Но если я шарахался от жизни, которой не понимал, я, во всяком случае, мог отдаваться ей в воображении. Мир театров и мюзик-холлов манил меня больше всего на свете. На спектакли я обычно ходил один и брал место не в первых рядах, где рассаживались обитатели роскошных вилл Хэкни, а подальше, среди обычной публики. В «Альгамбре» я с замиранием сердца ждал выхода Артура Робертса, который умел создавать из лондонской жизни фантазии, достойные жестокого смеха Отуэя [36] или гротесков Гойи. Когда под звуки обшарпанного оркестрика Робертс запевал своим особенным надтреснутым голосом: «Дай мне денег на кеб, дорогуша, – что-то нынче мне не по себе», – задние ряды покатывались со смеху. Как мне хотелось быть на его месте! К концу каждого представления я ощущал необыкновенный подъем, и лица выходивших со мной зрителей в газовом свете казались мне яркими и значительными. Моему юношескому воображению Лондон рисовался огромной топкой, прикасаться к которой опасно, но которая дает и свет, и тепло. Это место стало для меня средоточием всех сил земли, и душа моя нашла в нем неистощимый источник энергии.

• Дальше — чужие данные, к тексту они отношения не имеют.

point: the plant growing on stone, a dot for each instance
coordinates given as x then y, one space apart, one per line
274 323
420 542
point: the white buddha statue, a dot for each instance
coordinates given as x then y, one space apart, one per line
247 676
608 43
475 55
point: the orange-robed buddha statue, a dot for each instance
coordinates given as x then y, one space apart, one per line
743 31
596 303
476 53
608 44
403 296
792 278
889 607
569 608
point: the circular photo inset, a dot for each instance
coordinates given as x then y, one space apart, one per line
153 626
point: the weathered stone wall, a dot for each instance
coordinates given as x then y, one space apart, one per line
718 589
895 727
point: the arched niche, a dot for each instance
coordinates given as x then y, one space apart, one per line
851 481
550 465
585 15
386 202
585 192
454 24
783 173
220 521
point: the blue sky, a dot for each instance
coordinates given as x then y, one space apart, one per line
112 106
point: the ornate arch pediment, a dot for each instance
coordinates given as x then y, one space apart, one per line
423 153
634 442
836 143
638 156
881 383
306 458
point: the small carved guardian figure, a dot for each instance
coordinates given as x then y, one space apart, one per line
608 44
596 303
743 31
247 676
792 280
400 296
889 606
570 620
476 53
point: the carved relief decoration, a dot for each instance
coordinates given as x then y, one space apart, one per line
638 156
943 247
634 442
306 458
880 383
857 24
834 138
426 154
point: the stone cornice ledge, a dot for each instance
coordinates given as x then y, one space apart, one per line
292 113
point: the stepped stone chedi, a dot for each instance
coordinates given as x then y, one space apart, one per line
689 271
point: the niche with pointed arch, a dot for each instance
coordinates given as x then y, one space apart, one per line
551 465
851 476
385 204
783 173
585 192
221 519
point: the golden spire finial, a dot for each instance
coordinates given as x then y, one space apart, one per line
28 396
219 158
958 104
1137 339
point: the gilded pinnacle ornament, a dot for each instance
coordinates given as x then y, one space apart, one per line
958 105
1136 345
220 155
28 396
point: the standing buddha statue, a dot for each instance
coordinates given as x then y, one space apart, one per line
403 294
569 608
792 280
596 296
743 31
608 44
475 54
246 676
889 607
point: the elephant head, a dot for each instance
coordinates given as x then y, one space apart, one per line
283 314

С той поры я стал постоянным обитателем больших городов, но я не знал тогда, что в один прекрасный день превращусь в символ больной городской цивилизации. В Лондоне я хотел вкусить от человеческой деятельности во всех ее видах, а взамен хлебнул человеческого порока во всех его видах.

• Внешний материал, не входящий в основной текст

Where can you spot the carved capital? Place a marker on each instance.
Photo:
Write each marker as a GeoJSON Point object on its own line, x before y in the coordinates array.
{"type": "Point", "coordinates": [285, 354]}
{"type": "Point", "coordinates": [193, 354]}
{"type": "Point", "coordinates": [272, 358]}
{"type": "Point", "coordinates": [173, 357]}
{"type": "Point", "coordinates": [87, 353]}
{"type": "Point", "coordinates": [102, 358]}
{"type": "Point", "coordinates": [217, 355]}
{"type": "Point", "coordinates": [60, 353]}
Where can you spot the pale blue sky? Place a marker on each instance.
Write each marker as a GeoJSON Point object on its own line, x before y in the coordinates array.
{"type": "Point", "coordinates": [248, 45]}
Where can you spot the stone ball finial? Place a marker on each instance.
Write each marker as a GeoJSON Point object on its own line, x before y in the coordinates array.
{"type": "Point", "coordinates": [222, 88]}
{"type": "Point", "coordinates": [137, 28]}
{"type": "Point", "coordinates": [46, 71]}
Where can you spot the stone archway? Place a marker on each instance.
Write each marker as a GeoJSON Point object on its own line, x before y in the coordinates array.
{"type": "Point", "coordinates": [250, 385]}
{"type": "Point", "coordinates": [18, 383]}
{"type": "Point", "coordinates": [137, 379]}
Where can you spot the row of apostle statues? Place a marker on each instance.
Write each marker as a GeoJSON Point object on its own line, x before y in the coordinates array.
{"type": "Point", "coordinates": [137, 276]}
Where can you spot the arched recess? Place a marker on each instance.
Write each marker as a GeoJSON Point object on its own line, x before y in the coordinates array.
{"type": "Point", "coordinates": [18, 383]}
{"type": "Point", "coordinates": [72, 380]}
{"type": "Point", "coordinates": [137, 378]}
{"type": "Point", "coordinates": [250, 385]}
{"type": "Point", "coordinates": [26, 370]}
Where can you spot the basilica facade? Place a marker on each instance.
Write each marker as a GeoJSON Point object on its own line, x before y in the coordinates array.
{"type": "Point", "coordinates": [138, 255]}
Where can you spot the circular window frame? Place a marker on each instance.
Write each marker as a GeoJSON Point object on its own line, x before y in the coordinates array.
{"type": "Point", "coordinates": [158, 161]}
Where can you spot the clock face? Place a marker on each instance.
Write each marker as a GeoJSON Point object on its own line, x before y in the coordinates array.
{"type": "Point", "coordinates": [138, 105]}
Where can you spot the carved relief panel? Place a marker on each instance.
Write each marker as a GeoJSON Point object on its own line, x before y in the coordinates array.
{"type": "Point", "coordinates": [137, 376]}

Бродя по городу, я наслаждался безвестностью, но я же и страшился ее. Мы с Фрэнком Майлзом сняли на двоих квартиру у реки, позади Стрэнда с его вагнеровским грохотом кебов и омнибусов. Но нас тогда ничто не могло обескуражить: мы приехали в Лондон в убеждении, что пестрый карнавал нашей оксфордской жизни продолжится тут с новой силой. Наивные, мы охотились за славой, а обрели только скандальную известность.

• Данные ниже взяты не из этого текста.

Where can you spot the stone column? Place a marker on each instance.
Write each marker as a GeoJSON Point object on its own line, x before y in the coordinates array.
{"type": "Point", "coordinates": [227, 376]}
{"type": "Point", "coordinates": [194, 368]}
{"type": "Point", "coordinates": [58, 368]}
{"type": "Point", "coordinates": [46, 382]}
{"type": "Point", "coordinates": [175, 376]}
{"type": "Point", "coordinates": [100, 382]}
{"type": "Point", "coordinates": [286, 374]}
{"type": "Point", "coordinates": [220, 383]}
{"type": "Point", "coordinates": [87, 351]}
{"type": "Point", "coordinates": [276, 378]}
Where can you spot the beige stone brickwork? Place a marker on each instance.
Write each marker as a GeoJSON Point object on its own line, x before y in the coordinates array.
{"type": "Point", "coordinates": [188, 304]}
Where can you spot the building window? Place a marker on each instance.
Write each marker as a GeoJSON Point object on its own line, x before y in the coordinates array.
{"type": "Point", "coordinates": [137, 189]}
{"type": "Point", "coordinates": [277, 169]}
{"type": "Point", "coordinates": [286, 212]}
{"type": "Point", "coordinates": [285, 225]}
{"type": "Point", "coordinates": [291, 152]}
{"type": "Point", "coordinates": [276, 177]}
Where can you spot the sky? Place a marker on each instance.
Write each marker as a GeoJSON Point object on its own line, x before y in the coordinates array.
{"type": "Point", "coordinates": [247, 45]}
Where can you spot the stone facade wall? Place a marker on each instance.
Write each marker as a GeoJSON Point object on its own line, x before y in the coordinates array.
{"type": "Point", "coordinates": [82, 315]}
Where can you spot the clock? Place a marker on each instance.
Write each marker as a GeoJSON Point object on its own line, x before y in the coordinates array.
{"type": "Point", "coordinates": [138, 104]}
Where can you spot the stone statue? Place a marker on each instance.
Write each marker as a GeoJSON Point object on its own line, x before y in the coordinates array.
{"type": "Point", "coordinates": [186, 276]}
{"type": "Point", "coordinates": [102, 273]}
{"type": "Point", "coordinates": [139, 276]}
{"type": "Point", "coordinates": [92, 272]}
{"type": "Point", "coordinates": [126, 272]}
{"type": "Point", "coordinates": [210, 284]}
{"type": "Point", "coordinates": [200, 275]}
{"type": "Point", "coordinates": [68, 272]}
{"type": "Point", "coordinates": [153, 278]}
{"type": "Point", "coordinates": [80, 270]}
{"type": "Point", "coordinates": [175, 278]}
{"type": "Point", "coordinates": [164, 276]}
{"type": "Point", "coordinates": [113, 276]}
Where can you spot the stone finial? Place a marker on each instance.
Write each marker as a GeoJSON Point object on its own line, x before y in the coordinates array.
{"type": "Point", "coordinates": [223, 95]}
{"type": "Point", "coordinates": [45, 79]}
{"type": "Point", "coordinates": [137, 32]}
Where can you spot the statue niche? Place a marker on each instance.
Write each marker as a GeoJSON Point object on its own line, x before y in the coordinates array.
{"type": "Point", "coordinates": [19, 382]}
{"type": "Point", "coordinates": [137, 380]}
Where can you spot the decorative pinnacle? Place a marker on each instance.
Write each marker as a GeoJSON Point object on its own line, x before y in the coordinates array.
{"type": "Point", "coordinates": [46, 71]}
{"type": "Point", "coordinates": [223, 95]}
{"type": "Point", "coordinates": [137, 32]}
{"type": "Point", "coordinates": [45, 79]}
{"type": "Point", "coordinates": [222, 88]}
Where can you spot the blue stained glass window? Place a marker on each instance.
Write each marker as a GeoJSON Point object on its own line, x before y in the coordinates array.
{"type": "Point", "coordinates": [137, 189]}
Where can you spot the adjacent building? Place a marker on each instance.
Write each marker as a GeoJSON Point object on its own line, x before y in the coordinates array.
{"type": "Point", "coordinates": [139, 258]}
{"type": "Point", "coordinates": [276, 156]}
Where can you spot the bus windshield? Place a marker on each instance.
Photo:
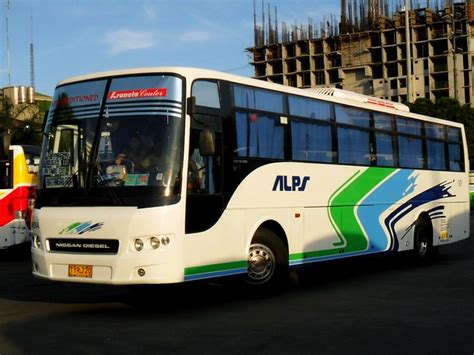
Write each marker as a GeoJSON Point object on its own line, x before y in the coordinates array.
{"type": "Point", "coordinates": [115, 141]}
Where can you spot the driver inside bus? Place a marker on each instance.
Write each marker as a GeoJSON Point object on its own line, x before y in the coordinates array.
{"type": "Point", "coordinates": [117, 172]}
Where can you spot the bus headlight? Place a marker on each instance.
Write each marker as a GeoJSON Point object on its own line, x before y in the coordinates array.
{"type": "Point", "coordinates": [36, 241]}
{"type": "Point", "coordinates": [155, 242]}
{"type": "Point", "coordinates": [138, 244]}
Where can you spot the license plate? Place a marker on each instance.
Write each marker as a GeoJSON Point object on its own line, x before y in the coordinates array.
{"type": "Point", "coordinates": [80, 271]}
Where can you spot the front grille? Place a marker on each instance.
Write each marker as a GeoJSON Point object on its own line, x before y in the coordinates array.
{"type": "Point", "coordinates": [83, 246]}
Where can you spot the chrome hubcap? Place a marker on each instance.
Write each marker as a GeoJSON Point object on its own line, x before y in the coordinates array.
{"type": "Point", "coordinates": [261, 263]}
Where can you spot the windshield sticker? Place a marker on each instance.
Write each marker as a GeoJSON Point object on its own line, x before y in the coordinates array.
{"type": "Point", "coordinates": [137, 180]}
{"type": "Point", "coordinates": [67, 101]}
{"type": "Point", "coordinates": [57, 170]}
{"type": "Point", "coordinates": [137, 93]}
{"type": "Point", "coordinates": [58, 181]}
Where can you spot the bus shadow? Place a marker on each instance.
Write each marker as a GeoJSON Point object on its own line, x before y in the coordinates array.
{"type": "Point", "coordinates": [22, 286]}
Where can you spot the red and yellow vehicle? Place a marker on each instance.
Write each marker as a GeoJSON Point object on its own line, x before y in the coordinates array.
{"type": "Point", "coordinates": [18, 175]}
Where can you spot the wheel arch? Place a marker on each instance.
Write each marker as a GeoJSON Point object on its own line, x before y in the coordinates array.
{"type": "Point", "coordinates": [425, 217]}
{"type": "Point", "coordinates": [276, 229]}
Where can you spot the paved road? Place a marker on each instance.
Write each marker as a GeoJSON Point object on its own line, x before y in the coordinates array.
{"type": "Point", "coordinates": [362, 306]}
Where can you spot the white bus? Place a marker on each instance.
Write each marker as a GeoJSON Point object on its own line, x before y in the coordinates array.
{"type": "Point", "coordinates": [166, 175]}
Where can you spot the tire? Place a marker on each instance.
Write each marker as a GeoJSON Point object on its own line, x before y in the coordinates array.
{"type": "Point", "coordinates": [423, 249]}
{"type": "Point", "coordinates": [267, 262]}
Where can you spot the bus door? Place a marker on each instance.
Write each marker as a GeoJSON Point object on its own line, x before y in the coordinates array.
{"type": "Point", "coordinates": [205, 201]}
{"type": "Point", "coordinates": [204, 197]}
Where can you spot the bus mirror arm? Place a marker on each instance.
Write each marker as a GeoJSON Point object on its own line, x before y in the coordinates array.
{"type": "Point", "coordinates": [5, 140]}
{"type": "Point", "coordinates": [191, 105]}
{"type": "Point", "coordinates": [207, 144]}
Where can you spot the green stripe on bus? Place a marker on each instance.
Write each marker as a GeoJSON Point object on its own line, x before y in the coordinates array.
{"type": "Point", "coordinates": [194, 270]}
{"type": "Point", "coordinates": [332, 218]}
{"type": "Point", "coordinates": [314, 254]}
{"type": "Point", "coordinates": [345, 203]}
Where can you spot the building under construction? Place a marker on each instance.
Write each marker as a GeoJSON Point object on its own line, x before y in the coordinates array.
{"type": "Point", "coordinates": [365, 51]}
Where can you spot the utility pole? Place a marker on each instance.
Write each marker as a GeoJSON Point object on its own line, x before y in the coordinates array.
{"type": "Point", "coordinates": [408, 54]}
{"type": "Point", "coordinates": [7, 8]}
{"type": "Point", "coordinates": [454, 52]}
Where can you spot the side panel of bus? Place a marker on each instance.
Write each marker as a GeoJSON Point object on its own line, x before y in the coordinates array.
{"type": "Point", "coordinates": [340, 211]}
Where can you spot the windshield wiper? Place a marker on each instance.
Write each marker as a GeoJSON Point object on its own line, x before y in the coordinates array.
{"type": "Point", "coordinates": [103, 182]}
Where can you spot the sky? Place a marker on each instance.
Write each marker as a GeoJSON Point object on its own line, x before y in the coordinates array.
{"type": "Point", "coordinates": [75, 37]}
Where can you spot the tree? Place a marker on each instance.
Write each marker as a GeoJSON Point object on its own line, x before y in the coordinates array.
{"type": "Point", "coordinates": [23, 122]}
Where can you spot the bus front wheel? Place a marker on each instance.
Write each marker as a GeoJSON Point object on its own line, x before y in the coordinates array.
{"type": "Point", "coordinates": [267, 261]}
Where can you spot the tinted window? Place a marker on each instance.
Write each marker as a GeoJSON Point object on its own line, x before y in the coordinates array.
{"type": "Point", "coordinates": [259, 135]}
{"type": "Point", "coordinates": [382, 121]}
{"type": "Point", "coordinates": [383, 142]}
{"type": "Point", "coordinates": [353, 146]}
{"type": "Point", "coordinates": [434, 130]}
{"type": "Point", "coordinates": [311, 142]}
{"type": "Point", "coordinates": [206, 93]}
{"type": "Point", "coordinates": [408, 126]}
{"type": "Point", "coordinates": [300, 106]}
{"type": "Point", "coordinates": [455, 161]}
{"type": "Point", "coordinates": [354, 116]}
{"type": "Point", "coordinates": [410, 152]}
{"type": "Point", "coordinates": [454, 134]}
{"type": "Point", "coordinates": [257, 99]}
{"type": "Point", "coordinates": [435, 155]}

Красивые женщины, на которых картины Фрэнка действовали почти так же неотразимо, как его светские знакомства, и которых забавляло мое умение говорить комплименты, оставаясь в рамках скромности, чередой потянулись на наши чаепития в Дом-на-Темзе. Светским обществом тогда управляли женщины, что во все времена является признаком подлинной цивилизованности. Мужчины или слишком заняты, или слишком скучны, чтобы играть в свете заметную роль. Войдя в него на правах новичков, мы одерживали победы днем и праздновали их вечером – впрочем, довольно скромно, во «Флоренции». Никогда потом не было у меня так много знакомств среди женщин. Герцогиню Вестминстерскую и герцогиню Боуфорт едва ли не слишком быстро сменили Лили Лэнгтри и Эллен Терри [37] . Фрэнк их рисовал, я – развлекал. Я всю жизнь легко, как теперь говорят, «нахожу общий язык» с женщинами: я их понимаю. Но в то время я еще и боготворил их, ибо, используя тонкое искусство, свойственное их полу, они умели брать в жизни верх. Помню, как однажды вечером мы с Лили шли по Стрэнду, и возницы кебов выкрикивали ей приветствия, и прохожие на нее оглядывались. Я купался в лучах ее славы, но даже в такие минуты думал о том, насколько приятнее было бы, если бы подобные знаки внимания оказывались мне.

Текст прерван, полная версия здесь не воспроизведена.